Using the Factor Tree Method, find the prime factorization of the following:
(a) 8
(b) 20
(c) 34
(d) 44
(e) 21
(f) 42
(g) 38
(h) 45

Answer 1

Hint: We start solving the problem by writing the given number as a multiplication of two numbers out of which one will be a prime number. We then write the other number as a multiplication of two numbers out of which one will be a prime number. We continue this process till we get the number as a product of all prime numbers.

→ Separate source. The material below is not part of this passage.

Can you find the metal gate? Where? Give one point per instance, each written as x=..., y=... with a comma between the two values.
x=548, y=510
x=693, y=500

Similarly, we follow this for all the given numbers to get the required result.

Complete step-by-step answer:
According to the problem, we are given that we need to find the prime factorization of the given numbers using the factor tree method.
(a) We need to find the prime factorization of the 8.
We know that $8=2\times 4$.
\[\Rightarrow 8=2\times 2\times 2\]. We know that 2 is the prime number and cannot be factored further.
So, the prime factorization of 8 is \[2\times 2\times 2\].

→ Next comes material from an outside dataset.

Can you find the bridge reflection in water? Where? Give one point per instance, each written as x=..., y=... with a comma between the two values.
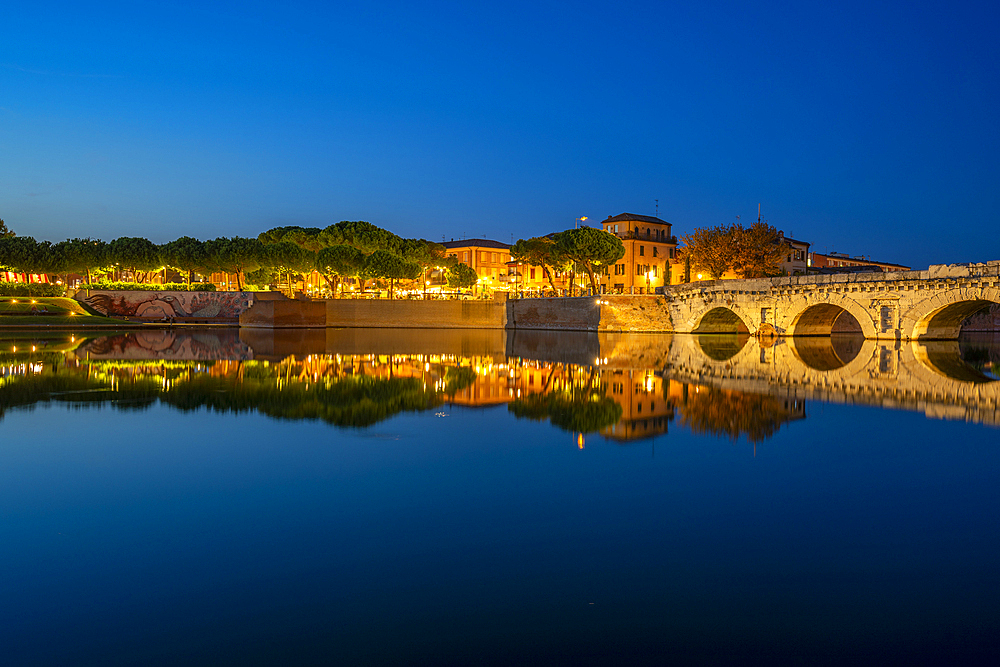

(b) We need to find the prime factorization of the 20.
We know that $20=2\times 10$.
\[\Rightarrow 20=2\times 2\times 5\]. We know that 2, 5 are the prime numbers and cannot be factored further.
So, the prime factorization of 20 is \[2\times 2\times 5\].

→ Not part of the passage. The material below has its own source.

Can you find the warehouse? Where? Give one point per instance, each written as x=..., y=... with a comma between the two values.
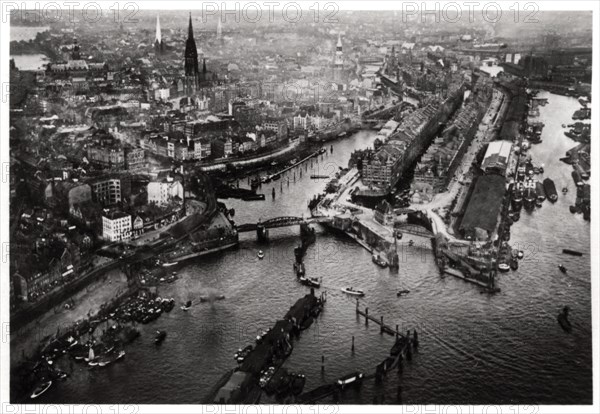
x=481, y=216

(c) We need to find the prime factorization of the 34.
We know that $34=2\times 17$. We know that 2 and 17 are the prime numbers and cannot be factored further.
So, the prime factorization of 34 is \[2\times 17\].

(d) We need to find the prime factorization of the 44.
We know that $44=2\times 22$.
\[\Rightarrow 44=2\times 2\times 11\]. We know that 2 and 11 are the prime numbers and cannot be factored further.
So, the prime factorization of 44 is \[2\times 2\times 11\].

(e) We need to find the prime factorization of the 21.
We know that $21=3\times 7$. We know that 3 and 7 are the prime numbers and cannot be factored further.
So, the prime factorization of 21 is \[3\times 7\].

(f) We need to find the prime factorization of the 42.
We know that $42=2\times 21$.
\[\Rightarrow 42=2\times 3\times 7\]. We know that 2, 3 and 7 are the prime numbers and cannot be factored further.
So, the prime factorization of 42 is \[2\times 3\times 7\].

(g) We need to find the prime factorization of the 38.
We know that $38=2\times 19$. We know that 2 and 19 are the prime numbers and cannot be factored further.
So, the prime factorization of 38 is \[2\times 19\].

(h) We need to find the prime factorization of the 45.
We know that $45=3\times 15$.
\[\Rightarrow 45=3\times 3\times 5\]. We know that 3 and 5 are the prime numbers and cannot be factored further.
So, the prime factorization of 45 is \[3\times 3\times 5\].

Note: Whenever we get this type of problem involving factorization of even numbers, we should use the fact that every even number is divisible 2 and also 2 is only an even prime number. We can also prime factorize the numbers by using the upside-down division process. We should know that the prime number can only be divisible by 1 and itself before solving this problem. Similarly, we can expect problems to find the LCM of the numbers 45, 42 and 60.